Synopsis:One of the most celebrated--and unflinching--chroniclers of modern life now explores, in this masterful collection of short stories, the grand theme of intimacy, love, and their failures. And only a storyteller of Richard Ford's remarkable agility, insight, and candor could envision with such felicity our most fallible human efforts to achieve what we consider most important with one another: to be faithful and sincere, empathetic and patient, to be honest and passionate and finally loving toward those we care for or merely, if desperately, desire.
As in all of Ford's work, the settings are as distinct as the Connecticut countryside is from New Orleans, or a Michigan ski resort from Grand Central Station.

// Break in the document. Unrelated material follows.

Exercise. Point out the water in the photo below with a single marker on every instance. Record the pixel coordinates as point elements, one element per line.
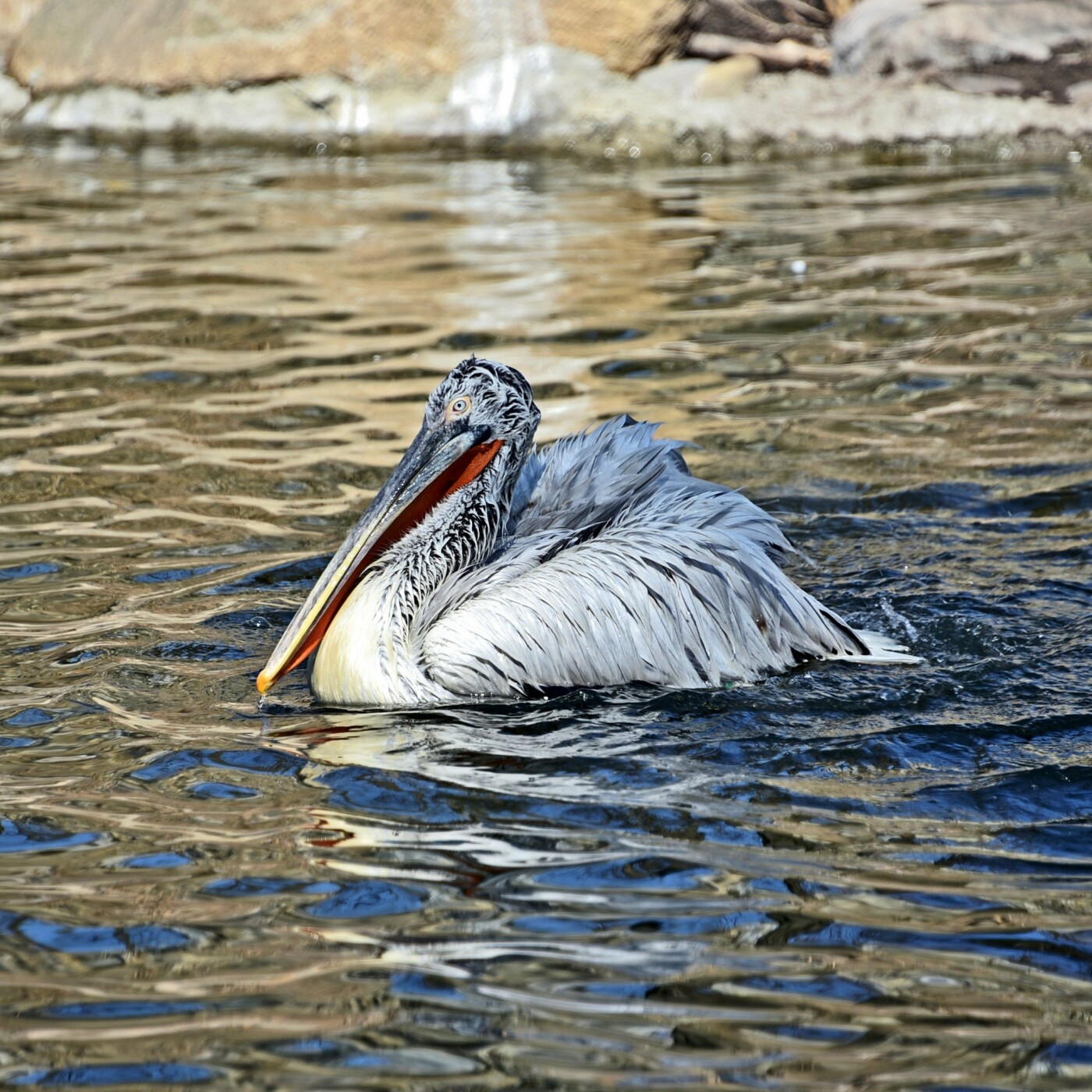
<point>841,878</point>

Yet in each he is drawn to liaisons in and out and to the sides of marriage. An illicit visit to the Grand Canyon reveals a vastness even more profound . . . An exacting career woman celebrates Christmas with her adamantly post-nuclear family . . . A couple weekending in Maine try to recapture the ardor that has disappeared, both gradually and suddenly, from their life together . . . A boy confronts his estranged father on a hunting trip and finds a disappointment that will change him forever . . . As they drive through a spring evening, a young wife confesses to her husband the affair she had with the host of the dinner party they're about to join. It is within such relations, these extraordinary stories suggest, that our entire sense of right and wrong is enacted, and the rigorous intensity Richard Ford brings to these vivid, unforgettable dramas marks this as his most powerfully arresting book to date--confirming the judgment of the New York Times Book Review thatnobody now writing looks more like an American classic. About the AuthorThe author of five novels and two collections of stories, Richard Ford was awarded the Pulitzer Prize and the PEN/Faulkner Award for Independence Day, the first book to win both prizes. In 2001 he received the PEN/Malamud Award for excellence in short fiction.